People put numbers on their advice because they don't trust the audience to have good taste, or to have a sense of the scale they have in mind. Of course that has the downside that metrics become targets. When I see a number in this kind of advice, I kinda take it in two passes: understand what kind of limit is proposed (Over or under? What is being limited?) and then go back and consider the numeric ballpark the author has in mind. Because, yes, 70 lines of Python is not the same as 70 lines of C.

But I can scarcely even fathom ten lines in a Python function that I write nowadays. And I'm rather skeptical that "LOC needed to represent a coherent idea" scales linearly with "LOC needed to make a whole program work".

> Now you have 12 functions, scattered over multiple packages, and the order of things is all confused, you have to debug through to see where it goes. They're used exactly once, and they're only used as part of a long process. You've just increased the cognitive load of dealing with your product by a factor of 12. It's downright malignant.

Well, no, that isn't what happens at all.

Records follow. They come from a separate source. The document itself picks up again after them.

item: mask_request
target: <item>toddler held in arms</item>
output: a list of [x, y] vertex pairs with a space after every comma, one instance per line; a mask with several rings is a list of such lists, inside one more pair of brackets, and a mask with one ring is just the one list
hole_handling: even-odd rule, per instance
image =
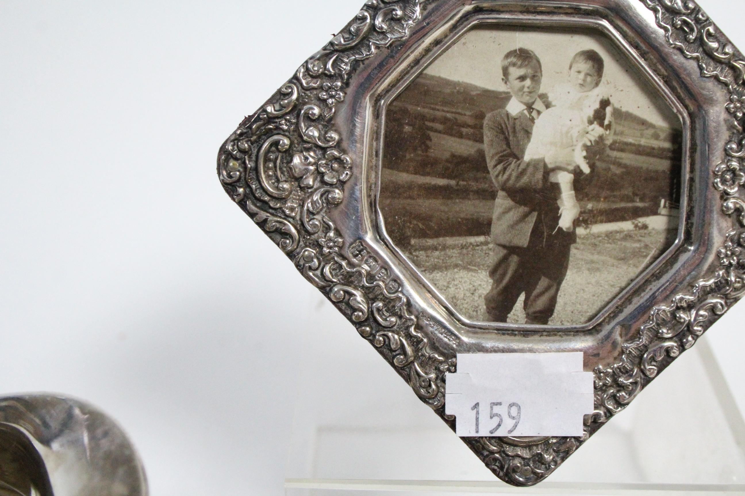
[[[525, 160], [546, 157], [574, 146], [574, 161], [583, 173], [589, 173], [586, 147], [592, 144], [588, 133], [610, 140], [613, 107], [600, 88], [605, 63], [595, 50], [577, 52], [569, 63], [569, 83], [549, 94], [555, 106], [536, 121]], [[559, 228], [570, 231], [580, 215], [580, 204], [574, 196], [574, 175], [554, 170], [548, 180], [558, 183], [561, 197], [558, 203], [561, 216]]]

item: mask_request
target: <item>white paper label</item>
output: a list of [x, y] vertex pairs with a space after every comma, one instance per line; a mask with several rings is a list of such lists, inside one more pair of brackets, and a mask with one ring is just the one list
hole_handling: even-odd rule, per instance
[[594, 409], [583, 354], [458, 353], [445, 413], [458, 436], [582, 436]]

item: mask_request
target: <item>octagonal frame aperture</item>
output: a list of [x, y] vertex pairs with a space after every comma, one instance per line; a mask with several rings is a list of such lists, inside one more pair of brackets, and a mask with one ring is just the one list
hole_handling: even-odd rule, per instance
[[[381, 81], [371, 91], [370, 100], [375, 102], [374, 119], [377, 122], [384, 123], [379, 126], [375, 130], [375, 134], [370, 137], [372, 142], [374, 144], [372, 146], [377, 150], [377, 154], [375, 156], [374, 161], [368, 161], [367, 164], [368, 167], [370, 167], [377, 173], [376, 178], [373, 179], [374, 184], [376, 185], [376, 189], [374, 190], [372, 198], [366, 199], [374, 205], [375, 220], [377, 221], [376, 232], [383, 240], [384, 245], [402, 262], [416, 282], [425, 288], [426, 291], [435, 296], [437, 303], [442, 308], [446, 309], [452, 317], [463, 326], [477, 329], [504, 329], [506, 326], [517, 328], [520, 330], [535, 329], [534, 326], [527, 324], [489, 323], [466, 318], [448, 301], [446, 297], [442, 294], [434, 284], [429, 282], [426, 276], [422, 274], [402, 250], [396, 246], [396, 243], [393, 242], [386, 231], [384, 219], [378, 206], [382, 182], [380, 180], [380, 174], [382, 168], [382, 149], [384, 146], [384, 133], [385, 131], [386, 111], [393, 100], [422, 74], [428, 67], [460, 41], [469, 31], [477, 28], [493, 26], [498, 28], [533, 28], [536, 30], [540, 30], [542, 28], [545, 30], [574, 28], [584, 30], [586, 32], [595, 31], [612, 43], [626, 57], [627, 61], [633, 64], [634, 68], [646, 78], [646, 83], [654, 91], [658, 92], [659, 96], [664, 99], [664, 102], [669, 107], [669, 109], [680, 120], [682, 131], [682, 156], [680, 157], [682, 167], [679, 183], [681, 202], [680, 216], [678, 219], [675, 241], [656, 260], [638, 273], [633, 281], [627, 285], [613, 298], [612, 301], [607, 303], [604, 307], [599, 309], [595, 312], [595, 317], [589, 322], [576, 325], [551, 325], [548, 326], [552, 330], [556, 329], [557, 331], [578, 331], [592, 329], [606, 315], [612, 312], [614, 307], [618, 306], [630, 294], [638, 289], [645, 279], [651, 277], [659, 268], [660, 265], [671, 257], [683, 243], [683, 228], [686, 222], [686, 212], [688, 210], [685, 206], [688, 202], [687, 192], [689, 174], [688, 173], [688, 168], [685, 167], [685, 164], [690, 163], [691, 160], [691, 125], [689, 116], [685, 112], [684, 106], [680, 103], [673, 92], [665, 84], [659, 76], [655, 74], [647, 65], [645, 61], [632, 48], [630, 42], [624, 38], [605, 19], [588, 18], [586, 16], [572, 18], [565, 15], [559, 17], [522, 14], [516, 12], [492, 13], [479, 13], [472, 10], [470, 12], [463, 12], [460, 16], [456, 16], [454, 19], [449, 19], [448, 24], [456, 27], [452, 28], [445, 36], [442, 35], [443, 30], [445, 29], [444, 27], [440, 27], [437, 30], [433, 30], [431, 36], [422, 40], [422, 45], [417, 51], [417, 53], [410, 54], [405, 60], [399, 62], [401, 66], [406, 67], [405, 74], [396, 74], [396, 77], [390, 76], [387, 79]], [[545, 28], [547, 25], [550, 25], [550, 28], [548, 29]], [[422, 56], [419, 55], [419, 54], [425, 54]], [[420, 57], [421, 58], [416, 59], [417, 57]], [[414, 59], [413, 62], [411, 62], [412, 59]], [[389, 82], [392, 80], [395, 80], [395, 83], [390, 84]], [[544, 329], [540, 330], [543, 331]]]

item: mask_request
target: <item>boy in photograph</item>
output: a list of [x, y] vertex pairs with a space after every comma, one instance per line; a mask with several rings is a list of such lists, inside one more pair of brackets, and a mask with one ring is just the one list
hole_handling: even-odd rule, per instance
[[504, 55], [501, 69], [512, 99], [484, 123], [486, 164], [498, 190], [491, 230], [494, 258], [489, 270], [492, 283], [484, 303], [492, 321], [506, 322], [524, 293], [526, 323], [547, 324], [576, 241], [574, 231], [557, 228], [559, 193], [549, 175], [575, 172], [574, 146], [523, 159], [533, 124], [546, 109], [538, 97], [541, 62], [532, 51], [518, 48]]

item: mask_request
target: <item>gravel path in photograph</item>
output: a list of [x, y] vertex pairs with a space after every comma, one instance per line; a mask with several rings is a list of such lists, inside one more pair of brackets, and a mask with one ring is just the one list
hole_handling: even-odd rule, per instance
[[[492, 246], [463, 243], [411, 249], [407, 255], [430, 283], [463, 317], [489, 320], [484, 295], [491, 286], [486, 271]], [[674, 241], [673, 231], [590, 233], [571, 248], [569, 270], [559, 294], [552, 325], [591, 321]], [[524, 322], [522, 297], [509, 322]]]

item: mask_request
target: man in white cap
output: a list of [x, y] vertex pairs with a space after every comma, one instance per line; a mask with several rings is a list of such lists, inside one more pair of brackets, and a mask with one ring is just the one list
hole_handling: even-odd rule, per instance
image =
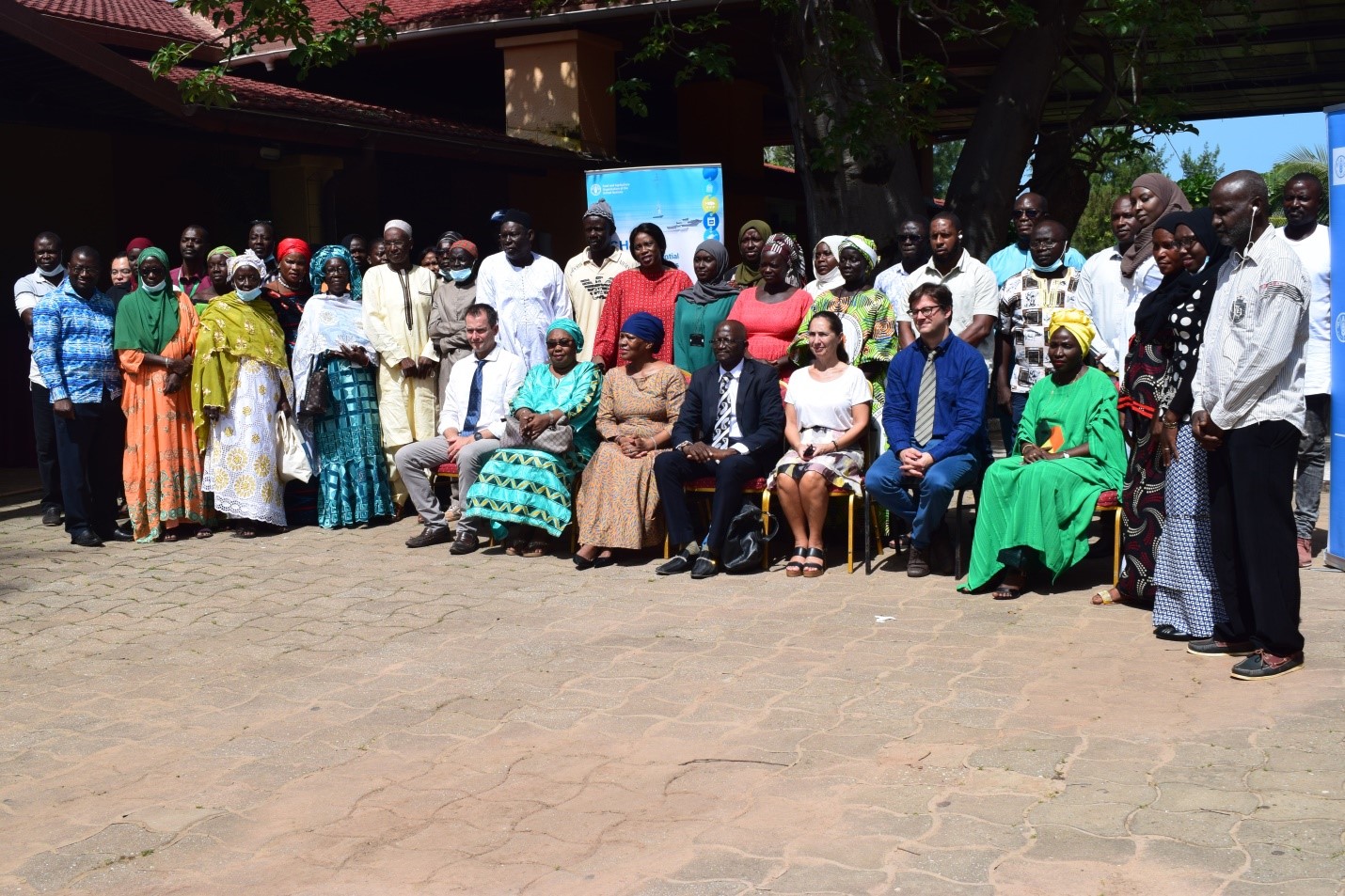
[[383, 227], [387, 264], [364, 274], [364, 332], [378, 348], [378, 416], [393, 500], [406, 503], [397, 472], [397, 449], [433, 439], [438, 352], [429, 336], [434, 273], [412, 262], [412, 226], [393, 219]]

First off, the files where new functions get moved, if they get moved at all, are almost certainly going to be in the same "package" (whatever that means in the programming language in use). The idea that it might be hard to find the implementation code for something not in the current file, is pretty close to being a problem unique to C and C++. And I'm pretty sure modern IDEs have no problem dealing with that anyway.

Second, it absolutely does not "increase the cognitive load by a factor of 12". In my extensive experience, the cognitive load is decreased significantly. Because now the functions have names; the steps in the process are labelled. Because now you can consider them in isolation — the code for the adjacent steps is far easier to ignore.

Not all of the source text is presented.